Дверей было несколько. Открывались они туго, с усилием. Наконец и последняя дверь была открыта. Они оказались в пустом пространстве, пустом и в то же время плотном, как будто были в воде или в другом каком-нибудь насыщенном веществе.
— Трогай! — скомандовал Миша-ангел.
И Егоша тронулся. Просто пошел прямо, вперед. Идти было трудно, он еле переставлял ноги, иногда проваливался, как в яму, там среда была разрежена, и идти было легче.
— Вот это и есть то, что есть! — сказал Миша-ангел с вызовом. — Все остальное — иллюзия!
— И ты?
— И я.
— И Машка?
— И Машка.
— И оладьи?
— Тем более. Но мы же любим свои иллюзии…

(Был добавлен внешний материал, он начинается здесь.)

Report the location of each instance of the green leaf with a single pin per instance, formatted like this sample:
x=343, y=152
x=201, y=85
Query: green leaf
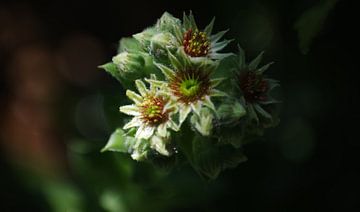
x=119, y=142
x=310, y=23
x=112, y=69
x=129, y=45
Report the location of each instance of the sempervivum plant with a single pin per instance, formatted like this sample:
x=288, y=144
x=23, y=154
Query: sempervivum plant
x=181, y=108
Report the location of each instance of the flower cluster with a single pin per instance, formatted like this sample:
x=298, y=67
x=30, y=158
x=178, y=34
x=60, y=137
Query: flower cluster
x=186, y=94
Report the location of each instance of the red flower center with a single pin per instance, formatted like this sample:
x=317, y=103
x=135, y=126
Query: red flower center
x=152, y=110
x=253, y=86
x=190, y=85
x=196, y=44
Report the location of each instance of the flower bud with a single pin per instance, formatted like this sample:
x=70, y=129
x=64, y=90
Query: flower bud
x=145, y=36
x=203, y=123
x=167, y=22
x=130, y=65
x=162, y=42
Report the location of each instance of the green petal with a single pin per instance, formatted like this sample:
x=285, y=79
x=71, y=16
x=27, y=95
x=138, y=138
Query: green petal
x=220, y=45
x=262, y=112
x=119, y=142
x=135, y=122
x=175, y=62
x=141, y=87
x=134, y=96
x=131, y=110
x=207, y=102
x=159, y=144
x=209, y=27
x=215, y=92
x=264, y=68
x=169, y=73
x=196, y=107
x=144, y=132
x=172, y=125
x=217, y=36
x=161, y=129
x=220, y=56
x=184, y=112
x=216, y=81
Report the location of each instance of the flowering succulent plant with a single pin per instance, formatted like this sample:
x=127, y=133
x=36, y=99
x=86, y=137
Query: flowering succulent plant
x=186, y=112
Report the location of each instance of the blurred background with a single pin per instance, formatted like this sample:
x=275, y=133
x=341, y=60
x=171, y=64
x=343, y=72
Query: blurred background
x=58, y=109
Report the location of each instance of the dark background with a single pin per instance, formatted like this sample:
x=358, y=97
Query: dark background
x=49, y=51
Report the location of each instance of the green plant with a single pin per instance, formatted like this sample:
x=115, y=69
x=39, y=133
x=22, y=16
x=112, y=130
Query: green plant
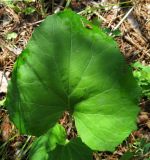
x=68, y=66
x=142, y=74
x=140, y=150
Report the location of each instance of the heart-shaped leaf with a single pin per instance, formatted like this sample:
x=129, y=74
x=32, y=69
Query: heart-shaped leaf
x=70, y=64
x=54, y=146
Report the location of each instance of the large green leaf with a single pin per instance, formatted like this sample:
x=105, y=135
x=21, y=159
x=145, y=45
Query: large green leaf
x=68, y=66
x=54, y=146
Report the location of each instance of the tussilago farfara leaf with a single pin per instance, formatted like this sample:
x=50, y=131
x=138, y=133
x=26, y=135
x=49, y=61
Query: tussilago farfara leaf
x=69, y=66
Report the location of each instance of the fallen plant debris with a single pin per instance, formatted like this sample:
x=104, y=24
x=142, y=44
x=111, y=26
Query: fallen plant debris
x=133, y=42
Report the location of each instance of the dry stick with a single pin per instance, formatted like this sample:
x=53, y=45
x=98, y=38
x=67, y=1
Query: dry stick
x=126, y=15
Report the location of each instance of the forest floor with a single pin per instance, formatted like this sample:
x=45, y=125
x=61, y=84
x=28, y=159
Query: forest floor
x=127, y=21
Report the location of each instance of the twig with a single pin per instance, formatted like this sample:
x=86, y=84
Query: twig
x=126, y=15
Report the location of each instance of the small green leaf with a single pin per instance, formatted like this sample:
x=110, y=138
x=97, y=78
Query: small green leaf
x=127, y=156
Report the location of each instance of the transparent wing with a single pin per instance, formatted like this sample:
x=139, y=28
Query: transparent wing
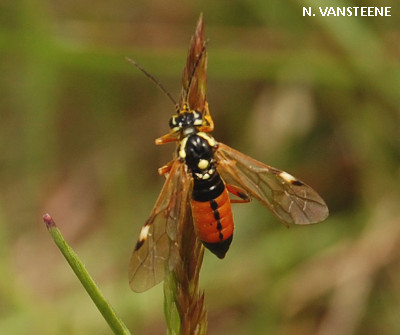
x=292, y=201
x=155, y=253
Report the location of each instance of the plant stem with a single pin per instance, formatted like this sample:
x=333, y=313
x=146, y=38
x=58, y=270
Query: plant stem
x=83, y=275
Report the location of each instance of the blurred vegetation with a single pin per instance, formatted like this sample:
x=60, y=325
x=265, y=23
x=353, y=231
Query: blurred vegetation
x=318, y=97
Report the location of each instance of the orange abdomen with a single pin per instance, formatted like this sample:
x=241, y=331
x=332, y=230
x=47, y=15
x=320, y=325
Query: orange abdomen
x=213, y=222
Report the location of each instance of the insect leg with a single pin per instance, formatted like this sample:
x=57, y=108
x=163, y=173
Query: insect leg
x=209, y=123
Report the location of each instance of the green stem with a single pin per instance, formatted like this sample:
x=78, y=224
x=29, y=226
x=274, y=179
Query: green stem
x=83, y=275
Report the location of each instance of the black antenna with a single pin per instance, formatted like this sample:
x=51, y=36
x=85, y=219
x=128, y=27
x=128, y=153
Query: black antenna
x=154, y=80
x=195, y=68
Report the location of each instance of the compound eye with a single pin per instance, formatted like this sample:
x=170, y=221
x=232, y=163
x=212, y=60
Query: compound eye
x=172, y=122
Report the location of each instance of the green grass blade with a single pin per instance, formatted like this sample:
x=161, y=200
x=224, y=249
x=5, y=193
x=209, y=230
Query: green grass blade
x=83, y=275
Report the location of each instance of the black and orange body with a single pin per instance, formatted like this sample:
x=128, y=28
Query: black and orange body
x=210, y=203
x=212, y=217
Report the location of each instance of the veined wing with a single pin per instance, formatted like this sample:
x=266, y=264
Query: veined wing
x=155, y=253
x=292, y=201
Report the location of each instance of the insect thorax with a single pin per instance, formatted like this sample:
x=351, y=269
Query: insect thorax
x=197, y=150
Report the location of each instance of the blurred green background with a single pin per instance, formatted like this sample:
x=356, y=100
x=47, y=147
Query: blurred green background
x=318, y=97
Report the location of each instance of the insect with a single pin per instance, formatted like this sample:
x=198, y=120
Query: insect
x=199, y=180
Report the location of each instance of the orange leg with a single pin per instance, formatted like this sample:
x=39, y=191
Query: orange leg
x=239, y=192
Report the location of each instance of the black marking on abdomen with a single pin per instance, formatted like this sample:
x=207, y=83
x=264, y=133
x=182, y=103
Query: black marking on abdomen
x=139, y=244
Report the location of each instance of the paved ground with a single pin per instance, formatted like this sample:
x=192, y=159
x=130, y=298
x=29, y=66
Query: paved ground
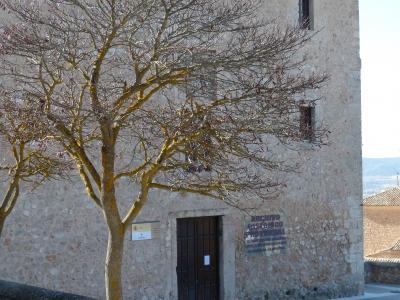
x=378, y=292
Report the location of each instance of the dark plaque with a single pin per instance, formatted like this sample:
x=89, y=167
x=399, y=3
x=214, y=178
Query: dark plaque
x=265, y=235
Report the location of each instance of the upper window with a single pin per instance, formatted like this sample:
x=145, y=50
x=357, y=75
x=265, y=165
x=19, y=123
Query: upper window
x=307, y=117
x=306, y=14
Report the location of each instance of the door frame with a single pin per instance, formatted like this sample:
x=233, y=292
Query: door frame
x=227, y=248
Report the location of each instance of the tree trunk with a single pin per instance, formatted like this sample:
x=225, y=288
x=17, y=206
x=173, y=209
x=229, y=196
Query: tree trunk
x=113, y=266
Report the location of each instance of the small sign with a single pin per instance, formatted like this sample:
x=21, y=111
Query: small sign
x=265, y=235
x=141, y=231
x=145, y=231
x=206, y=260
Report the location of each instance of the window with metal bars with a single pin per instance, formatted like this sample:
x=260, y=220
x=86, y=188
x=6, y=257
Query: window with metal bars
x=307, y=117
x=306, y=14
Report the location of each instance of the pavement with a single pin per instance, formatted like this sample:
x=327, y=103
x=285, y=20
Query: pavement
x=378, y=292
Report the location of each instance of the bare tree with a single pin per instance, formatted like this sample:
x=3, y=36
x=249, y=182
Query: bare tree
x=25, y=156
x=194, y=92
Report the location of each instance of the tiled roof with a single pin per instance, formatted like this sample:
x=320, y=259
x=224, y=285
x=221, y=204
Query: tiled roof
x=392, y=254
x=389, y=197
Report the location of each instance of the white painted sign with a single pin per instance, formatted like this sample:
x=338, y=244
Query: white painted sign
x=141, y=232
x=206, y=260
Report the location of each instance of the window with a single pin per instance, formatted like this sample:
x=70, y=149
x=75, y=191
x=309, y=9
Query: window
x=201, y=89
x=307, y=117
x=306, y=14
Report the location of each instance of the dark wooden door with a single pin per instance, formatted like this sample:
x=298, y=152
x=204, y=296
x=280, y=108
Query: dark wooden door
x=198, y=261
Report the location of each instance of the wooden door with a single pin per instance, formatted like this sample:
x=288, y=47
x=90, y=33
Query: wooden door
x=198, y=261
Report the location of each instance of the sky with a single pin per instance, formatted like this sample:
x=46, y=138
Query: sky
x=380, y=80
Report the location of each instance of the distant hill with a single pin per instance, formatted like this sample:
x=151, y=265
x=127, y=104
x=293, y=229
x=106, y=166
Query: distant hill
x=379, y=174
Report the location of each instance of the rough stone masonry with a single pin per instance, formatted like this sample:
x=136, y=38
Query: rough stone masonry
x=305, y=244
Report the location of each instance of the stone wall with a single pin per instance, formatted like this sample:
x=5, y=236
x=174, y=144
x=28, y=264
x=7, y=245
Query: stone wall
x=382, y=272
x=381, y=228
x=56, y=238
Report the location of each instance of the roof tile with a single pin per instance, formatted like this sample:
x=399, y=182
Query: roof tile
x=389, y=197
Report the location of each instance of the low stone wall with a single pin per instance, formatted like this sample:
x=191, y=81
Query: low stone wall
x=382, y=272
x=17, y=291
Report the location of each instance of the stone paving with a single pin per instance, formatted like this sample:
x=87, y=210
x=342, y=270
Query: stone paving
x=378, y=291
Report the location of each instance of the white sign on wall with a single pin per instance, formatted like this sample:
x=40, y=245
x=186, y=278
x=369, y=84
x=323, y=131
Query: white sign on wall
x=145, y=231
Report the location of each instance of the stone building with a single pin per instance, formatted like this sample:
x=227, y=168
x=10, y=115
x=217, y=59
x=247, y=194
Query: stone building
x=311, y=244
x=382, y=225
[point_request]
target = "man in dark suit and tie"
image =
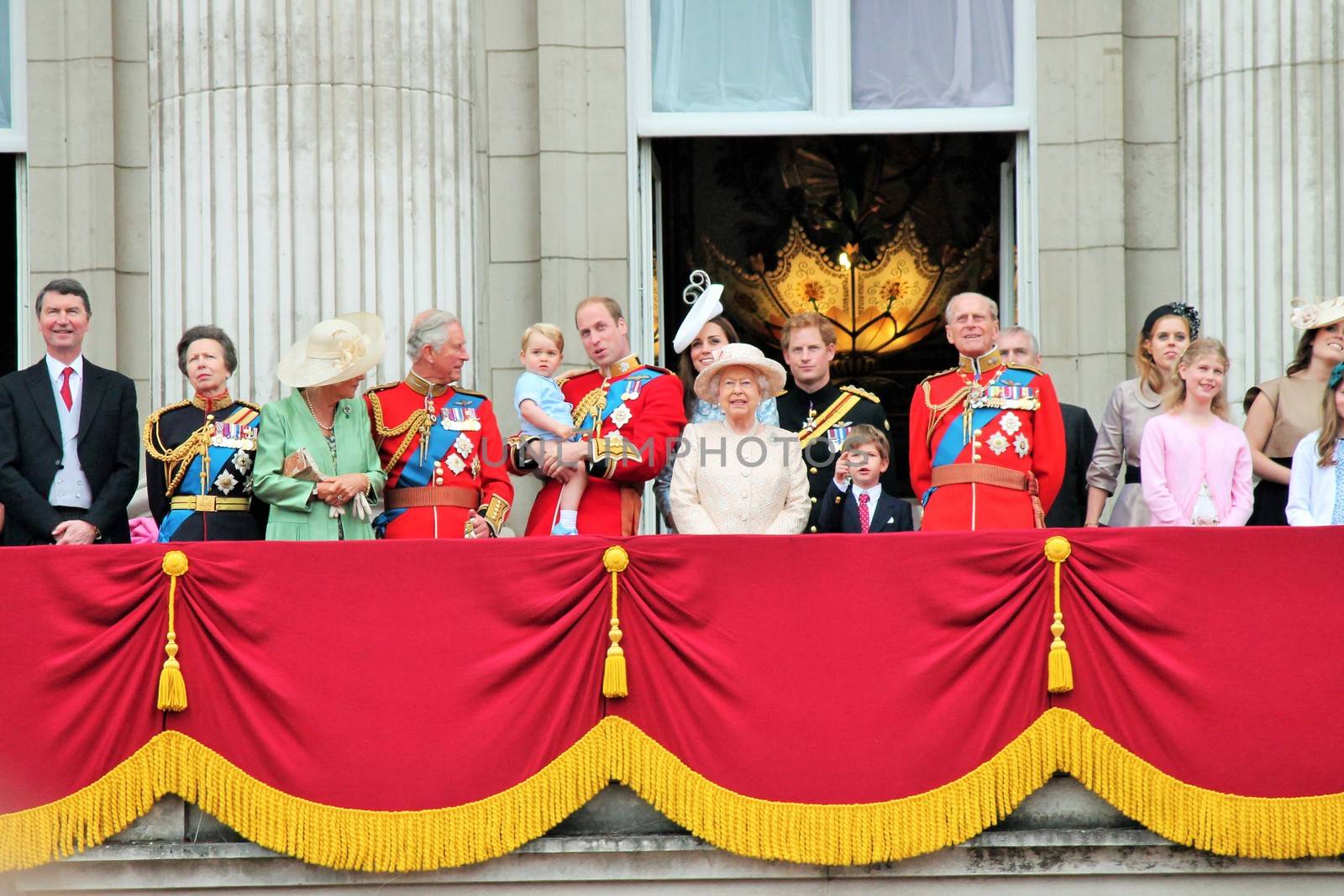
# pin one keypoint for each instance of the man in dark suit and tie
(1019, 345)
(69, 448)
(853, 500)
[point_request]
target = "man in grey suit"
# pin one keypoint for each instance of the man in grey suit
(1019, 345)
(69, 436)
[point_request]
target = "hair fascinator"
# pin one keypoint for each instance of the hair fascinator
(1315, 315)
(1173, 309)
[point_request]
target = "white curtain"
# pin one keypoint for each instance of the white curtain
(732, 55)
(932, 54)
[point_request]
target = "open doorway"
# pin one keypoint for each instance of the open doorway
(874, 231)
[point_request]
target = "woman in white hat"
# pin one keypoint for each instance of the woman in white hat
(316, 463)
(703, 332)
(1281, 411)
(738, 474)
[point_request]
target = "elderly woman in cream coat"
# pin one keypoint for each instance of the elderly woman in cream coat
(738, 474)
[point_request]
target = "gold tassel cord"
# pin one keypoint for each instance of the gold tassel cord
(616, 748)
(613, 672)
(1061, 679)
(172, 687)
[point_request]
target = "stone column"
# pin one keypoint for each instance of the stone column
(308, 157)
(1261, 170)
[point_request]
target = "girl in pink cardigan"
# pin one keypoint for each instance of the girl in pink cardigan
(1196, 465)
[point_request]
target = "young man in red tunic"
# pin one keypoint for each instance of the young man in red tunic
(629, 416)
(440, 445)
(987, 438)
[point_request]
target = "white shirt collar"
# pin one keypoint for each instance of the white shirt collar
(55, 367)
(874, 493)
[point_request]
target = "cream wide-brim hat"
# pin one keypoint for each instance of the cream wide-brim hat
(739, 355)
(1323, 312)
(333, 351)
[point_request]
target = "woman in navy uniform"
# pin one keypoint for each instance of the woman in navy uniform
(199, 453)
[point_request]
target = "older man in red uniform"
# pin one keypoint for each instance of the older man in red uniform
(440, 445)
(629, 416)
(987, 438)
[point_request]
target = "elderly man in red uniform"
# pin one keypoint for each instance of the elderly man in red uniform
(629, 416)
(987, 438)
(440, 445)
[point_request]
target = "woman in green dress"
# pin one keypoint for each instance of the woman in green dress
(323, 417)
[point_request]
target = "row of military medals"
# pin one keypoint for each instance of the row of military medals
(461, 419)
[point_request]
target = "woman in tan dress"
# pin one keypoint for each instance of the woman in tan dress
(739, 474)
(1167, 331)
(1281, 411)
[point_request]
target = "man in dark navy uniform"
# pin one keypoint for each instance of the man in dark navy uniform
(816, 409)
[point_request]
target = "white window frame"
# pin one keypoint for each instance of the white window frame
(831, 114)
(15, 137)
(831, 87)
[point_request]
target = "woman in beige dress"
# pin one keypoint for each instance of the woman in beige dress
(1281, 411)
(1167, 331)
(738, 474)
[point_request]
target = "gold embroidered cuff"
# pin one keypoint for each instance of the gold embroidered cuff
(606, 453)
(495, 513)
(517, 446)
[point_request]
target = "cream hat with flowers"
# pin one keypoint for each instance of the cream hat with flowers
(739, 355)
(1323, 312)
(333, 351)
(706, 302)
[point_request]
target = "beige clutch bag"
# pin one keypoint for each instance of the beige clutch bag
(300, 465)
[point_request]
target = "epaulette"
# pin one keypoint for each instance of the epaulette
(860, 392)
(933, 376)
(1025, 367)
(562, 380)
(148, 434)
(154, 416)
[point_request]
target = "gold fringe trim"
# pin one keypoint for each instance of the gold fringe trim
(615, 748)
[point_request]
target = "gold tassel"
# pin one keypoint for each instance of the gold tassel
(1061, 679)
(172, 687)
(613, 673)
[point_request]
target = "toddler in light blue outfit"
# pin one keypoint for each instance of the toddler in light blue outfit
(548, 416)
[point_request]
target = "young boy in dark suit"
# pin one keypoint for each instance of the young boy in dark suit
(855, 501)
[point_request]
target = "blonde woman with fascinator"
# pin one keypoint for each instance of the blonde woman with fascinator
(1316, 490)
(1281, 411)
(1196, 465)
(1167, 332)
(739, 476)
(316, 463)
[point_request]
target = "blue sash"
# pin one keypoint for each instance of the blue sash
(417, 473)
(953, 441)
(190, 484)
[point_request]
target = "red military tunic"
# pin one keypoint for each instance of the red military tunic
(432, 493)
(983, 438)
(636, 414)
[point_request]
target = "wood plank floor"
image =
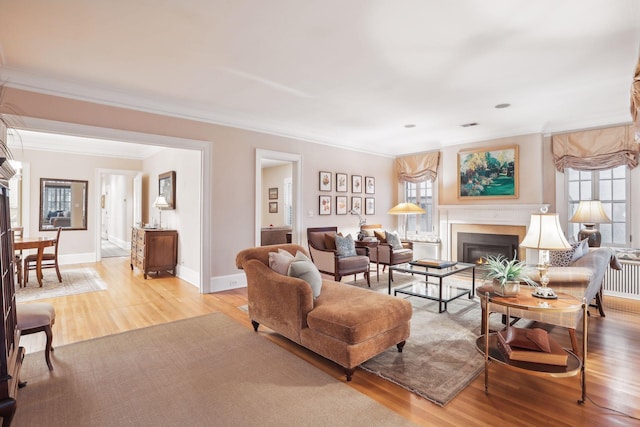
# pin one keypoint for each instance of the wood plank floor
(613, 378)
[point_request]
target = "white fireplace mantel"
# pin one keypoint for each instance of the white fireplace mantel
(495, 214)
(512, 214)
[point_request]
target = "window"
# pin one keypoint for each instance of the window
(611, 187)
(288, 202)
(421, 194)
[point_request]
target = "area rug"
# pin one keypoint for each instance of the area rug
(74, 281)
(203, 371)
(440, 357)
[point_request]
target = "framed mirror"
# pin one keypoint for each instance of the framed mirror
(63, 203)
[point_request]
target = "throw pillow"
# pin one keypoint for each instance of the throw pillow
(279, 261)
(381, 235)
(330, 241)
(394, 240)
(563, 258)
(345, 246)
(304, 269)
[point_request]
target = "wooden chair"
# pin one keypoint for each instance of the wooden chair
(49, 260)
(17, 260)
(37, 317)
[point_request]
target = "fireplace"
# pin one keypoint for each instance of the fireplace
(474, 248)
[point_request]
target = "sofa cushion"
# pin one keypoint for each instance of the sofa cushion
(381, 235)
(345, 246)
(302, 268)
(353, 315)
(280, 261)
(394, 240)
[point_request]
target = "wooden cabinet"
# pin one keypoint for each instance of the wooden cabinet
(154, 250)
(11, 354)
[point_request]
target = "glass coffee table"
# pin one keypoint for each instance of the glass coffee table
(434, 290)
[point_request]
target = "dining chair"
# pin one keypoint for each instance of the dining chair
(49, 260)
(17, 257)
(32, 318)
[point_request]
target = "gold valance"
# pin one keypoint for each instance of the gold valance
(418, 167)
(596, 149)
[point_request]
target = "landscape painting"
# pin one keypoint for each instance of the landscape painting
(488, 174)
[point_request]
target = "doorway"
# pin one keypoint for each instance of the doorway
(264, 158)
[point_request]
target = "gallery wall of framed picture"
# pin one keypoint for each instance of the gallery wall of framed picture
(342, 184)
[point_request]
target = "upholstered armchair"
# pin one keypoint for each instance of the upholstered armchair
(387, 253)
(326, 257)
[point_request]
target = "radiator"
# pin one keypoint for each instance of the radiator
(623, 283)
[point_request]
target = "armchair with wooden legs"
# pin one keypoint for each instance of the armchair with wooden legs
(325, 256)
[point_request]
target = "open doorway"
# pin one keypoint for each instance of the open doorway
(287, 197)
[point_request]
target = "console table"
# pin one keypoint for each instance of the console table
(487, 343)
(154, 250)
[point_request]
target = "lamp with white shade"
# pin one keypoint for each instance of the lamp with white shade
(590, 213)
(545, 234)
(160, 203)
(406, 209)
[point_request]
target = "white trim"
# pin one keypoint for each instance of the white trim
(205, 148)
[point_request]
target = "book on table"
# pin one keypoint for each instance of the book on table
(437, 263)
(531, 345)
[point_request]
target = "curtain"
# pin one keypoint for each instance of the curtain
(418, 167)
(596, 149)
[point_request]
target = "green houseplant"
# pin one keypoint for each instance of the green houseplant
(507, 274)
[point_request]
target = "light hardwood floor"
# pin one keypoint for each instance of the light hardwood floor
(613, 379)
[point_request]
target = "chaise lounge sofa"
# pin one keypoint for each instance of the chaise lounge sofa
(346, 324)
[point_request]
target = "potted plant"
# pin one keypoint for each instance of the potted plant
(507, 274)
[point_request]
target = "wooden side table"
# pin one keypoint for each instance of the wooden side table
(373, 246)
(487, 342)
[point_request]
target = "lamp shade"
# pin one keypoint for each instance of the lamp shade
(590, 212)
(545, 233)
(406, 209)
(161, 202)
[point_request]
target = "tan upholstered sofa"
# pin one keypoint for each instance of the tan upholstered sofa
(345, 324)
(582, 279)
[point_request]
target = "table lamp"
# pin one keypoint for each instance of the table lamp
(406, 209)
(160, 203)
(590, 213)
(545, 233)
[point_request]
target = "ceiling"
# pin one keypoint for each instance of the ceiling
(351, 73)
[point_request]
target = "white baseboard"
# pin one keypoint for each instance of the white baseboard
(225, 283)
(188, 275)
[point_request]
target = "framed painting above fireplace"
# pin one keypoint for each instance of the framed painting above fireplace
(488, 173)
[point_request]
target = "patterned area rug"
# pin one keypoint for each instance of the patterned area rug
(74, 281)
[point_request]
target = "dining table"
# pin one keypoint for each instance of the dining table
(39, 243)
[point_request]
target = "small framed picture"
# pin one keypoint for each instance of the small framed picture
(369, 185)
(341, 182)
(325, 181)
(369, 206)
(356, 183)
(325, 205)
(341, 205)
(356, 205)
(273, 193)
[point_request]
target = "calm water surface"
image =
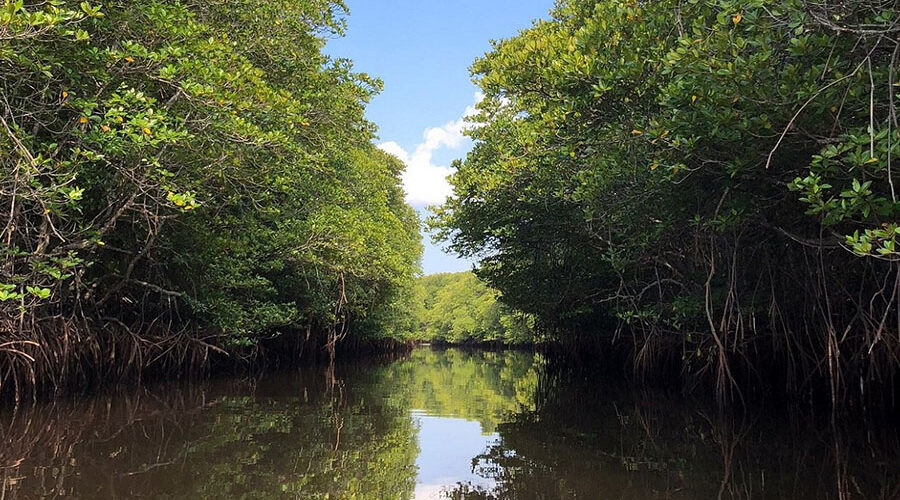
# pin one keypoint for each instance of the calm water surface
(437, 424)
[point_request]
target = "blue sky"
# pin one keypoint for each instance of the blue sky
(422, 49)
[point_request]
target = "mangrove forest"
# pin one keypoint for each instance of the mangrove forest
(674, 227)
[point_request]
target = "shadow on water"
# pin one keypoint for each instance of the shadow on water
(437, 424)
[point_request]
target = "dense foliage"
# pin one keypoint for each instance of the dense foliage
(716, 175)
(177, 178)
(459, 308)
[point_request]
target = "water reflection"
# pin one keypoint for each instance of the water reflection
(438, 424)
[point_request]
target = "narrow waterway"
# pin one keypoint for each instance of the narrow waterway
(436, 424)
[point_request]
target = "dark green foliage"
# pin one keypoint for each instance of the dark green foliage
(178, 178)
(458, 308)
(715, 175)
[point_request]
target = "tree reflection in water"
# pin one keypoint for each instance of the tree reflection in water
(354, 433)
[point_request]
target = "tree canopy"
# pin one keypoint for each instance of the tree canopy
(715, 176)
(459, 308)
(179, 179)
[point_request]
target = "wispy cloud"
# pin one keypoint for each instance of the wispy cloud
(426, 183)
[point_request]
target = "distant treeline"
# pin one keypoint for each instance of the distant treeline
(183, 179)
(457, 308)
(715, 177)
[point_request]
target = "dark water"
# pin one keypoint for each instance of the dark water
(438, 424)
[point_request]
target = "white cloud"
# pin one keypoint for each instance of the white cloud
(426, 183)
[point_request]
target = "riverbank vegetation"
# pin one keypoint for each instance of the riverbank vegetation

И тут вдруг во всем окружающем Егошу «ничто» Егоша почувствовал чье-то присутствие, напоминающее дыхание какого-то огромного существа.
— Иди! — сказал Миша-ангел.
Ноги не слушались Егошу.
— Иди.
Егоша закрыл глаза, крепко-крепко зажмурился. И увидел проступающий рассвет, как будто невидимое ему солнце приготовлялось встать над невидимым горизонтом. И услышал какой-то шум, скрежет, лязганье, звон, и даже ощутил во рту привкус пыли, как будто где-то там… там… там… шла гигантская стройка, поглощающая пустоту. И Егоша понимал, что знать ничего он не может и не должен, и не только не должен, но ему это как бы запрещено. Но он может чувствовать, чувству не запретишь, и он чувствовал.
Уже подходя к дому, Егоша увидел в окне жену. Она ждала, когда он вернется из магазина. И Егоша, номер три миллиарда первый, вот что подумал. Он подумал, что если у него остался хотя бы час жизни, вполне возможно вместить в него все существующее время.